Pakistani authorities freed a prominent journalist from jail today and dropped sedition charges against him, nearly a month after his arrest.

Najam Sethi, editor of the weekly Friday News, was charged with anti-state activities in connection with a speech he made in India that was critical of the Pakistani government. Sethi's lawyer, Khalid Ranjha, quoted Attorney General Chaudhry Mohammed Farooq as saying the government had decided to drop the charges.

It was not immediately clear why Sethi was freed, although earlier statements from the army and Pakistani intelligence services said there was no evidence to support the charges.

International journalists' organizations, human rights groups and the State Department were among those expressing concern that the government of Prime Minister Nawaz Sharif could be trying to intimidate the Pakistani press.
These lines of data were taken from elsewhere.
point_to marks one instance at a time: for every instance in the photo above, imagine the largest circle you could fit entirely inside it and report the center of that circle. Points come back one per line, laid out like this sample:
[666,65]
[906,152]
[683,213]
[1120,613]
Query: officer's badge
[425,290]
Sethi's supporters said they believe he was targeted for arrest because his English-language magazine has been a critic of the government and has accused Sharif, his family and colleagues of corruption.

Sethi vowed today to continue to fight for press freedom. "No government can teach the press any lessons it doesn't want to learn. . . . One lesson the independent and free press will never learn is to give up its independence," he said. "They knew I had done no wrong, that I am a patriot."

Sethi said he was not physically abused while in custody. However, he said he was beaten at the time of his arrest on May 8. "I was hauled out of bed, beaten with gun butts, and I was beaten up and dragged for nearly 300 yards," he said. "I was really choking. . . . I thought I was going to die."